Another not surprising endorsement. Here’s an excerpt:
Obama showed steadiness in a moment of anxiety, with Americans’ portfolios withering and policymakers scrambling to do something – anything – to staunch the panic. The Illinois senator was similarly deliberative – in contrast with McCain’s quick-draw provocation – when Russia invaded Georgia in August.
In those crises, and in the hot lights of three debates, Obama demonstrated a presidential depth and temperament. His performance under the unrelenting scrutiny of the past 20 months has helped quell the “experience issue” for a 47-year-old senator who was elected in 2004.
Obama’s selection of Sen. Joe Biden as his running mate suggests that he would encourage vigorous input in his administration. Biden, 65 and a senator since 1972, has established himself as one of Washington’s pre-eminent authorities on foreign policy – and a man who is famously unafraid to volunteer his opinion.

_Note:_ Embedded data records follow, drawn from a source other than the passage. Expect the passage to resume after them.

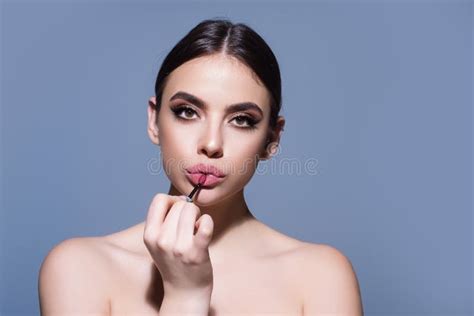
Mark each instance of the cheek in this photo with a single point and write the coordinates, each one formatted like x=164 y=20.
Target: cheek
x=243 y=156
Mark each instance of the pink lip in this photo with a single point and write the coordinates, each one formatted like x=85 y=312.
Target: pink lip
x=206 y=169
x=211 y=180
x=212 y=174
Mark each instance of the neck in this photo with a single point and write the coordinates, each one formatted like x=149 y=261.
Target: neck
x=229 y=216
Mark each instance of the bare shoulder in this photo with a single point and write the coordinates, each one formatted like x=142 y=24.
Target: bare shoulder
x=73 y=278
x=329 y=281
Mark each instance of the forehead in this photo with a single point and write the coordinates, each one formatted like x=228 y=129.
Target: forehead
x=218 y=80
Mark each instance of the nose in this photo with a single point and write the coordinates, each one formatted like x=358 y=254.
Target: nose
x=211 y=142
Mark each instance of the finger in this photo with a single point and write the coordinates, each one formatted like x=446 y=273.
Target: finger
x=187 y=221
x=204 y=232
x=157 y=211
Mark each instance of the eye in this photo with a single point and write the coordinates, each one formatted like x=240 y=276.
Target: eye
x=186 y=110
x=245 y=121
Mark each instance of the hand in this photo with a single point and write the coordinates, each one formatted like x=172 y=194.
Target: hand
x=181 y=256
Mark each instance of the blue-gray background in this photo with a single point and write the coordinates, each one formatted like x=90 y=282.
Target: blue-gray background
x=378 y=93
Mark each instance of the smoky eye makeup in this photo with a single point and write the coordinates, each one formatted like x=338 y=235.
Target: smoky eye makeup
x=244 y=121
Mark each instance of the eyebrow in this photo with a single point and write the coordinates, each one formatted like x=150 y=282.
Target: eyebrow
x=236 y=107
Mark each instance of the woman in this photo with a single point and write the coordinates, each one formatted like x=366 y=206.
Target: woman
x=214 y=116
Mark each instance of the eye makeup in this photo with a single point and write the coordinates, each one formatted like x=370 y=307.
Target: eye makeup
x=250 y=121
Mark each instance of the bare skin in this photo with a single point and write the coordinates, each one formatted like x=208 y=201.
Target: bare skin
x=260 y=278
x=257 y=270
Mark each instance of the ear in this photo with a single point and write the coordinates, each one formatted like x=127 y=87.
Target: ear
x=152 y=121
x=273 y=139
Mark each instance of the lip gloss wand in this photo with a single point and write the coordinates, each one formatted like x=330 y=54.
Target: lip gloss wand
x=201 y=181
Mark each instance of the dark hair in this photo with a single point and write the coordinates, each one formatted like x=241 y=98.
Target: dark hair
x=237 y=40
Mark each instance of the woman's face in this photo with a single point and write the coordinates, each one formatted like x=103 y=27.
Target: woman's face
x=199 y=122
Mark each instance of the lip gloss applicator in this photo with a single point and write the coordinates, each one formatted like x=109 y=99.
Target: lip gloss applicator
x=201 y=181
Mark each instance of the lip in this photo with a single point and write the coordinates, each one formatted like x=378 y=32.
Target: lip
x=211 y=180
x=213 y=174
x=206 y=169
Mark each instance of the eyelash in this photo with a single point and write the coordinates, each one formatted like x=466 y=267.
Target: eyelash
x=177 y=110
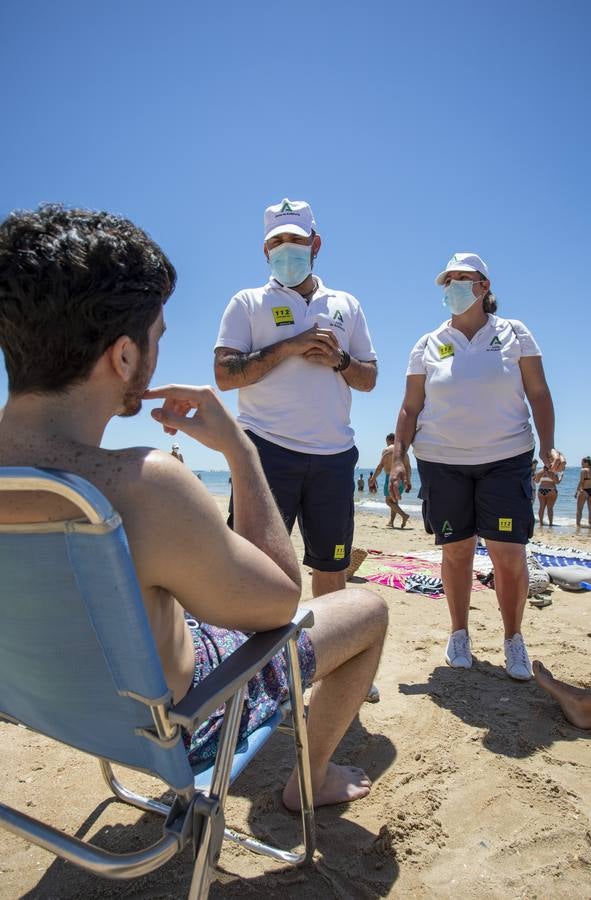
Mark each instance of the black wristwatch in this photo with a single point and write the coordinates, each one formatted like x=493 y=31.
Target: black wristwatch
x=344 y=363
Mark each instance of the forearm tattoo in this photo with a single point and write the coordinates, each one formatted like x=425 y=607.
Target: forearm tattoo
x=237 y=363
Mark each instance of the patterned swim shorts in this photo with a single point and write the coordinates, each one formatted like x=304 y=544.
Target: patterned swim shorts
x=266 y=691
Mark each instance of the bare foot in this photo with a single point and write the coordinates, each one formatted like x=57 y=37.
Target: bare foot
x=574 y=702
x=342 y=784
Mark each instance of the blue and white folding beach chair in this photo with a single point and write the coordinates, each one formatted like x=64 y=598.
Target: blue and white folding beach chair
x=78 y=663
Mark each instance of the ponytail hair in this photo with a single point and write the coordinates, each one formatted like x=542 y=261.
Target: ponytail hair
x=489 y=301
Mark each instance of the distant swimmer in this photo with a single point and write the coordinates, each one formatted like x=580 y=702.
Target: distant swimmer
x=176 y=452
x=547 y=493
x=385 y=463
x=583 y=491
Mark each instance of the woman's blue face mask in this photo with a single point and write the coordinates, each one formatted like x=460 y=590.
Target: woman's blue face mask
x=458 y=296
x=291 y=263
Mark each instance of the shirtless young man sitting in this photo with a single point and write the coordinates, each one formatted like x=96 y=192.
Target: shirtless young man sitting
x=81 y=316
x=385 y=463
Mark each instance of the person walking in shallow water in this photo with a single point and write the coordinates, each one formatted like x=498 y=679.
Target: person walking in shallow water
x=583 y=491
x=385 y=464
x=547 y=482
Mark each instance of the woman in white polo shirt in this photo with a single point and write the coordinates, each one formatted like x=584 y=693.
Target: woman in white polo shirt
x=464 y=412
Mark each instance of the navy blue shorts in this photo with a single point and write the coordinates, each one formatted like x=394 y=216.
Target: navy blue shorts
x=492 y=500
x=318 y=491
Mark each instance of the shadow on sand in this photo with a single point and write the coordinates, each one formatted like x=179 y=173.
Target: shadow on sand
x=335 y=872
x=518 y=718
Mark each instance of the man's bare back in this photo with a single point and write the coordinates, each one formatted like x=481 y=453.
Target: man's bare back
x=186 y=558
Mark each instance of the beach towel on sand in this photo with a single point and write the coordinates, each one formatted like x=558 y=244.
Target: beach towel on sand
x=397 y=571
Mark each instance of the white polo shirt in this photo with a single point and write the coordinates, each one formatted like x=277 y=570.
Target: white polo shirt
x=300 y=405
x=475 y=410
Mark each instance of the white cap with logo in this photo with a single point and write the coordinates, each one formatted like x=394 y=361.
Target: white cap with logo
x=463 y=262
x=291 y=217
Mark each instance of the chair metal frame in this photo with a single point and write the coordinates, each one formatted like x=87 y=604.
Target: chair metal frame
x=195 y=816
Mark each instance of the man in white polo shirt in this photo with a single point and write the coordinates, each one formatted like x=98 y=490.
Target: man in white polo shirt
x=294 y=348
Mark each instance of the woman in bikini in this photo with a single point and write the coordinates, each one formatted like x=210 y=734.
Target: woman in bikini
x=583 y=491
x=547 y=493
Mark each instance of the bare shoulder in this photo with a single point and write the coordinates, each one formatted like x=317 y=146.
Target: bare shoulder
x=149 y=484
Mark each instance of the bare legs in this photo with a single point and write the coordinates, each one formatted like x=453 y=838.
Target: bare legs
x=347 y=635
x=547 y=505
x=541 y=508
x=511 y=581
x=550 y=501
x=395 y=510
x=574 y=702
x=456 y=573
x=582 y=498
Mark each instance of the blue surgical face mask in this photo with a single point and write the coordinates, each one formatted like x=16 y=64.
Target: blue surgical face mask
x=458 y=296
x=291 y=263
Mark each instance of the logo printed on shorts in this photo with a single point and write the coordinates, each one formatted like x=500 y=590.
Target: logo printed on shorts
x=282 y=315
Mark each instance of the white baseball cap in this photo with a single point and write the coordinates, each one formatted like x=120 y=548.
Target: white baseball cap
x=289 y=216
x=463 y=262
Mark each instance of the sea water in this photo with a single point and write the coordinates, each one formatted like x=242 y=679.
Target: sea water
x=218 y=482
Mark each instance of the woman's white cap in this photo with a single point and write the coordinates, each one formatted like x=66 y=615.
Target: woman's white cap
x=463 y=262
x=289 y=217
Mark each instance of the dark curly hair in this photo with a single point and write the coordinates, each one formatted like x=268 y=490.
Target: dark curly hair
x=72 y=281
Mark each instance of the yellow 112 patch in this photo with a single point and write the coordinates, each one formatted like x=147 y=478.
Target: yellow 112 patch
x=282 y=315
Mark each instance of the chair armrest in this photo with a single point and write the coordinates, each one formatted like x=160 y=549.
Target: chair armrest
x=235 y=671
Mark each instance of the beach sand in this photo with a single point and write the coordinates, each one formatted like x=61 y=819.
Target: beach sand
x=481 y=787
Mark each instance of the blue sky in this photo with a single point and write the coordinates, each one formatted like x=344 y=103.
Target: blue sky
x=414 y=129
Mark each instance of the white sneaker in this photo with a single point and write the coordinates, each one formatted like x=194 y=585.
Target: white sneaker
x=516 y=659
x=458 y=653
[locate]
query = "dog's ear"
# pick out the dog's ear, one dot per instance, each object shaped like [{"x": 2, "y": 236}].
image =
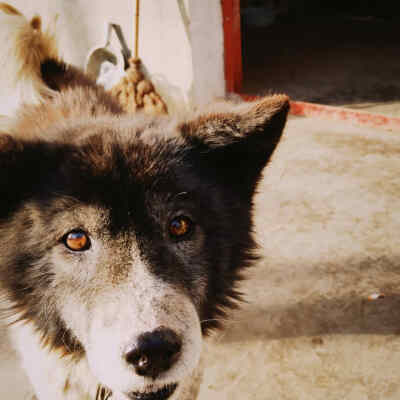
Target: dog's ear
[{"x": 235, "y": 144}]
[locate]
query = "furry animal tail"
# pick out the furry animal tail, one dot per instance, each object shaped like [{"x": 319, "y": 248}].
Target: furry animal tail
[{"x": 25, "y": 46}]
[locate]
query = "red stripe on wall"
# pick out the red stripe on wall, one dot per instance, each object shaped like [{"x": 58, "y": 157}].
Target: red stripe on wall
[{"x": 232, "y": 45}]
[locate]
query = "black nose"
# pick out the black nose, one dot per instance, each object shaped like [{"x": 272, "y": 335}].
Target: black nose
[{"x": 155, "y": 352}]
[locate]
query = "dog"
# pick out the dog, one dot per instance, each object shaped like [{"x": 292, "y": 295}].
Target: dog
[{"x": 122, "y": 237}]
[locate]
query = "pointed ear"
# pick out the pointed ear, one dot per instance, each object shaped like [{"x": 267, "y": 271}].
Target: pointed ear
[{"x": 237, "y": 141}]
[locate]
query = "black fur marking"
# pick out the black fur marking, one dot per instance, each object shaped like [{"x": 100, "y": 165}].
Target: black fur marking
[{"x": 139, "y": 185}]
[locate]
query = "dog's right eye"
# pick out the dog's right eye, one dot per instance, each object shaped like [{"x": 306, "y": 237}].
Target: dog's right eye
[{"x": 76, "y": 240}]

McCain’s running mate, Alaska Gov. Sarah Palin, has been largely sequestered from the news media since her selection in late August. She has yet to have anything resembling a traditional news conference, where the full range of her knowledge and views can be explored. Her avoidance of questions and reliance on cue-card talking points in the one vice presidential debate did nothing to allay doubts about whether the 44-year-old governor of two years is capable of assuming the reins of the presidency. Her selection was but an act of political calculation by McCain.

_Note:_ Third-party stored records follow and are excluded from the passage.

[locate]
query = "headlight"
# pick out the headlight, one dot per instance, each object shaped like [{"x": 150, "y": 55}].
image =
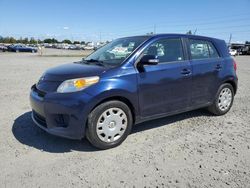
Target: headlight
[{"x": 77, "y": 84}]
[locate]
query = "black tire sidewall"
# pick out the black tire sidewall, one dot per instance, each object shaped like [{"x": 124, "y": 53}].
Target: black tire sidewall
[
  {"x": 92, "y": 123},
  {"x": 218, "y": 111}
]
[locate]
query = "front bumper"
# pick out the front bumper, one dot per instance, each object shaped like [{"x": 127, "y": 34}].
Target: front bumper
[{"x": 59, "y": 114}]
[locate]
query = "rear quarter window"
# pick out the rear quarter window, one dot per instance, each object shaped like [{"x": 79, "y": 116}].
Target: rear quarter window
[
  {"x": 198, "y": 49},
  {"x": 202, "y": 49},
  {"x": 212, "y": 50}
]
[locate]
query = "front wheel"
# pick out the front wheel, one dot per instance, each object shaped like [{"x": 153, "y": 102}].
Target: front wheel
[
  {"x": 223, "y": 101},
  {"x": 109, "y": 124}
]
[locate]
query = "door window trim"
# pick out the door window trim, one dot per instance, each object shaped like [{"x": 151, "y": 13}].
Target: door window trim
[
  {"x": 183, "y": 45},
  {"x": 203, "y": 40}
]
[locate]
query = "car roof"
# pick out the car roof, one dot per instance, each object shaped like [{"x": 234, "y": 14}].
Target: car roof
[{"x": 176, "y": 35}]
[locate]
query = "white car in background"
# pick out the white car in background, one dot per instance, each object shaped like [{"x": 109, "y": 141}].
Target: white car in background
[{"x": 233, "y": 52}]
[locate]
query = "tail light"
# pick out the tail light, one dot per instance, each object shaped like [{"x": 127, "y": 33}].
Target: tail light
[{"x": 235, "y": 65}]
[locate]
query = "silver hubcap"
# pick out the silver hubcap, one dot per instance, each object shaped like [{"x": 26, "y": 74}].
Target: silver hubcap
[
  {"x": 225, "y": 99},
  {"x": 111, "y": 125}
]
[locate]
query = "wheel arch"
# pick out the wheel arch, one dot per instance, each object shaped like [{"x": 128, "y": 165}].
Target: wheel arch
[
  {"x": 122, "y": 99},
  {"x": 231, "y": 82}
]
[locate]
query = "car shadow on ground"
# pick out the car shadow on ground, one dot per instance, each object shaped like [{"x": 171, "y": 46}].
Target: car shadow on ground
[{"x": 26, "y": 132}]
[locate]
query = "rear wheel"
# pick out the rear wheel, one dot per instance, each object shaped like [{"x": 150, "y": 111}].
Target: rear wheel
[
  {"x": 223, "y": 101},
  {"x": 109, "y": 124}
]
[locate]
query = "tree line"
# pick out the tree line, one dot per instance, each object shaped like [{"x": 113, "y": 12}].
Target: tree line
[{"x": 26, "y": 40}]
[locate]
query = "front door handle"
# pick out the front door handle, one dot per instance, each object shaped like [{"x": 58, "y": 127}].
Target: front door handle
[
  {"x": 218, "y": 67},
  {"x": 186, "y": 72}
]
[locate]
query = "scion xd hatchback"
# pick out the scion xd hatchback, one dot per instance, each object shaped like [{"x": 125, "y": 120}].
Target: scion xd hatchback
[{"x": 131, "y": 80}]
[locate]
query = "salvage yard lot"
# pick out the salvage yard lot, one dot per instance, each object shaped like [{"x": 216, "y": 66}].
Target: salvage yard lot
[{"x": 186, "y": 150}]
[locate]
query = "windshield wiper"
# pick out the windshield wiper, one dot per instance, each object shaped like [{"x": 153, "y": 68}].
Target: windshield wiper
[{"x": 94, "y": 61}]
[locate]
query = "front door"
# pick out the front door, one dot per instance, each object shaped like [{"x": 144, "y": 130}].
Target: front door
[
  {"x": 165, "y": 87},
  {"x": 206, "y": 66}
]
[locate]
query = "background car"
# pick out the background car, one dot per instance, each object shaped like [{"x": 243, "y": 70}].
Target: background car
[
  {"x": 233, "y": 52},
  {"x": 3, "y": 48},
  {"x": 21, "y": 48}
]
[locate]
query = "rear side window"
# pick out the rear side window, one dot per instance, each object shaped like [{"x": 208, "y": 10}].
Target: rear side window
[
  {"x": 166, "y": 50},
  {"x": 198, "y": 49},
  {"x": 212, "y": 50},
  {"x": 201, "y": 49}
]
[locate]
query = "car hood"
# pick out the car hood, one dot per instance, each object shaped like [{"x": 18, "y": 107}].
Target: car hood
[
  {"x": 71, "y": 71},
  {"x": 53, "y": 77}
]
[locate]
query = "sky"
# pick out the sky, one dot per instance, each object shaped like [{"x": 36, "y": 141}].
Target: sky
[{"x": 95, "y": 20}]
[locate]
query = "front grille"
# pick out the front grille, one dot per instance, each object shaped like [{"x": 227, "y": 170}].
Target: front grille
[
  {"x": 39, "y": 92},
  {"x": 40, "y": 119}
]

The erstwhile appeal of “maverick” McCain, 72, has been further undercut by his tack to the right on the Bush tax cuts (which he initially resisted), his newfound allegiance to the religious right (in 2000, he called its leaders “agents of intolerance”) and the low tone of his campaign in recent weeks (with attempts to portray Obama as a “pal of terrorists”).
Throughout a campaign that has been intense – and at some points ugly – Obama has kept his composure and maintained a vision of optimism that has drawn an unparalleled wave of young people into the political process. His policies and his persona have offered hope to a nation that is deeply polarized, swimming in debt, mired in war and ridden with anxiety. He taps into that treasured American reservoir – patriotism – with his calls for sacrifice and national service.
Barack Obama is the right president for these troubled times.